The management of some of the significant operational risks faced by the Group are outlined below:
Appropriate systems with adequate capacity, security arrangements, facilities and resources are in place to mitigate risks that could cause interruption to the Group’s critical business functions. The Group has a comprehensive Business Continuity Plan (BCP), including a Disaster Recovery Plan which is tested annually to ensure continuity of the business and technology operations. Besides the mandatory industry wide tests, the Group also facilitates BCP exercises for the market participants. The objective of this exercise was to ensure market participants’ backup sites / systems can be connected successfully to Bursa Malaysia in the event of a disruption.
Bursa Malaysia has implemented various mitigation measures to manage Cyber Security risk including a robust network architecture which is segmented into private and public networks. This aims to isolate the problem within the segment in the event of a cyber-attack. Bursa Malaysia has invested and set in place adequate IT security tools and mechanisms to enhance the cyber resilience capabilities to anticipate, withstand, contain and rapidly recover from a cyber incident with the objective of limiting the escalating risks that cyber threats pose to Bursa Malaysia and the broader capital market. There has not been any compromise to the mitigation measures taken by Bursa Malaysia which will leave Bursa Malaysia’s infrastructure and system to be vulnerable to a cyber-attack. The tools and mechanisms are reviewed and assessed on an annual basis or as and when needed. In addition, review on the cyber security architecture by an independent party is conducted periodically. It aims to ensure observance with the Guidance on Cyber Resilience for Financial Market Infrastructures issued by IOSCO as well as to comply with the Guidelines on Management of Cyber Risk issued by the SC Malaysia.

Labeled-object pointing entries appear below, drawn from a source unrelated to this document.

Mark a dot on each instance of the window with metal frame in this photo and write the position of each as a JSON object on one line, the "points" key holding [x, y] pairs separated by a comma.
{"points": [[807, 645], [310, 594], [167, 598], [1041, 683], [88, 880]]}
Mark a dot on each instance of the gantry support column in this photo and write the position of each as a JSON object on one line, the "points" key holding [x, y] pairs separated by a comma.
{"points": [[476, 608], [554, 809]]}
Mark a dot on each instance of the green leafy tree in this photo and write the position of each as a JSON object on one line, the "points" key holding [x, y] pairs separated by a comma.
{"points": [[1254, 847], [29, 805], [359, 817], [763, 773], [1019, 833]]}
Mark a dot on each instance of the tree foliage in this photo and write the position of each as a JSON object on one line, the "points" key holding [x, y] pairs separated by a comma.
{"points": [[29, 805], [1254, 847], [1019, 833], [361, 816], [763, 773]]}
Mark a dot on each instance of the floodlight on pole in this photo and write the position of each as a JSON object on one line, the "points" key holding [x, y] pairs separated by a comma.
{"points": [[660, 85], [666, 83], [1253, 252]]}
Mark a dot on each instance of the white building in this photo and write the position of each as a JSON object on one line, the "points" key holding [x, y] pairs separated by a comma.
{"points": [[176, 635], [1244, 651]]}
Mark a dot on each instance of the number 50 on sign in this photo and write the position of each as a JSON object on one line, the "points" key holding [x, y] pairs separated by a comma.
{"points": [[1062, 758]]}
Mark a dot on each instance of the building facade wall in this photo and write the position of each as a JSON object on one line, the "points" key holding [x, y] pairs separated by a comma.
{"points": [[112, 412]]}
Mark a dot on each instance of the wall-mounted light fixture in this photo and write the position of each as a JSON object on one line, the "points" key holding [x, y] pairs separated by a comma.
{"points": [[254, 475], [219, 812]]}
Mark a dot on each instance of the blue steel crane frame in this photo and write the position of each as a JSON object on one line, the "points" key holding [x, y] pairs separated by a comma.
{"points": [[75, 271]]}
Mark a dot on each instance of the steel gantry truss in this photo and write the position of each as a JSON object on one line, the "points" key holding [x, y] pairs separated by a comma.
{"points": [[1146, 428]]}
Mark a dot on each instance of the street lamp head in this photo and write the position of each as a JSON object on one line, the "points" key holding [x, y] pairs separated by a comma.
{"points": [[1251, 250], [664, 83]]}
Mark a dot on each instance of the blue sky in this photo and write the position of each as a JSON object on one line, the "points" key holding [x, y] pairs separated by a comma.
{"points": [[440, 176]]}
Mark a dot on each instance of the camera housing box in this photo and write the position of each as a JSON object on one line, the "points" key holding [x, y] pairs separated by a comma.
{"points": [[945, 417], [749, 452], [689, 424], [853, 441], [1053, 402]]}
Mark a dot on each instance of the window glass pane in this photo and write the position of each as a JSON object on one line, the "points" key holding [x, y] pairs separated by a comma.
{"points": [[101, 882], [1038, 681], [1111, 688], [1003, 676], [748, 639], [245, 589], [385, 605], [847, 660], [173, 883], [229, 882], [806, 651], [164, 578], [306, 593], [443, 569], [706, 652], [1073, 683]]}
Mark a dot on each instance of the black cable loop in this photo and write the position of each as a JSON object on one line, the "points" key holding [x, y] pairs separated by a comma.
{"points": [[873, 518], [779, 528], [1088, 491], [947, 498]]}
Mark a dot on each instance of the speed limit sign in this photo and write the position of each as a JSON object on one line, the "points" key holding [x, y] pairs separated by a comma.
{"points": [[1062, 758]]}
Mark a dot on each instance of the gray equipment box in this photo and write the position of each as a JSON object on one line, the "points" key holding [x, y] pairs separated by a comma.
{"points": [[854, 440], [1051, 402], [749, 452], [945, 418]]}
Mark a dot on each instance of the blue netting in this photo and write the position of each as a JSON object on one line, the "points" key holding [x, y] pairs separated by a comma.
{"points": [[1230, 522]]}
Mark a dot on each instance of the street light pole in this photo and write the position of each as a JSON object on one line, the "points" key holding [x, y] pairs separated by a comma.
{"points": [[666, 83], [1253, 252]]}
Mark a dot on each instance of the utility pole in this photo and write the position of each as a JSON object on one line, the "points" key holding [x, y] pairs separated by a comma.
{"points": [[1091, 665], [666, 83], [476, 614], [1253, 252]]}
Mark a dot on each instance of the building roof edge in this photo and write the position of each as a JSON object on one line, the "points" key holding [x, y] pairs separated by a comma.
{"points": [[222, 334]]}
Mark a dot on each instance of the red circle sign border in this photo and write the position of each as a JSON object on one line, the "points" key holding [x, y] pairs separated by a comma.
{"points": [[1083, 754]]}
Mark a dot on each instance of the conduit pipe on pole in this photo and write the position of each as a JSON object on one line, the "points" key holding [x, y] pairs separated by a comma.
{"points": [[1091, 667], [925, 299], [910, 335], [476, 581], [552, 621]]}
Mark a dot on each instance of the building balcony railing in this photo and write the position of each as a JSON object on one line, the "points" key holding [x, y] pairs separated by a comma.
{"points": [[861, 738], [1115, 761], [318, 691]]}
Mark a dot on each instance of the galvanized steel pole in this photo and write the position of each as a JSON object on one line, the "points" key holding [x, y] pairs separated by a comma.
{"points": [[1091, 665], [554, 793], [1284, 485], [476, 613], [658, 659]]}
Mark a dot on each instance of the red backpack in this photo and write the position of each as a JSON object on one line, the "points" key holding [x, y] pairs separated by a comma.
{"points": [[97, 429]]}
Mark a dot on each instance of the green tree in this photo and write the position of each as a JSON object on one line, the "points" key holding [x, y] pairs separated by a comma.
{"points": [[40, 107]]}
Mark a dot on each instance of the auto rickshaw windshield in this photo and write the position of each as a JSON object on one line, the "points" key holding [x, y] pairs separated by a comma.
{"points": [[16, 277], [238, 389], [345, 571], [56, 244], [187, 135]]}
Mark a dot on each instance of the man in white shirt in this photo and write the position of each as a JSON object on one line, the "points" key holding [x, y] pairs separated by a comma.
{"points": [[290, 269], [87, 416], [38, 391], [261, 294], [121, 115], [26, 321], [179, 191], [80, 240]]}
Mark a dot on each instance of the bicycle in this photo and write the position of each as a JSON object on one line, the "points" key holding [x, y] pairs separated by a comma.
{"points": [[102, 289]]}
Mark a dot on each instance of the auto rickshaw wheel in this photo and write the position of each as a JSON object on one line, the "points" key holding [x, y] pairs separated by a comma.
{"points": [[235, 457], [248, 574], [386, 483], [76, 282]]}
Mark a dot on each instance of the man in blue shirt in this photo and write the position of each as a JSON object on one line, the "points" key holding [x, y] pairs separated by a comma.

Bursa Malaysia has put in place several controls to mitigate physical breaches covering the main Bursa building as well as the Disaster Recovery site. To ensure that Bursa Malaysia is sufficiently prepared to meet any eventuality, there are plans that have been developed and exercised to address multiple possible scenarios which can impact the physical security at Bursa Malaysia’s premises.
Policies & Procedures
The effective operations of Bursa Malaysia is dependent to a significant extent on the availability, adequacy and effectiveness of its frameworks, policies, processes and procedures. Hence, Bursa Malaysia has put in place the key frameworks, policies and procedures which include the following:
- System/Operations – IT Security Policy, Information Management Policy, Business Rules, Trading & Clearing procedures, ISMS Manual
- Risk & Compliance – ERMPF, Compliance Framework, BCM Framework
- People – Code of Ethics, Employee Handbook, Group Disciplinary Policy
- Budget – Finance Policies & Procedures, Corporate Authority Manual, Contract Management Guidelines
The key frameworks, policies and procedures will continue to be reviewed to ensure that the effectiveness and adequacy of the implementation are in accordance with global best practices and standards.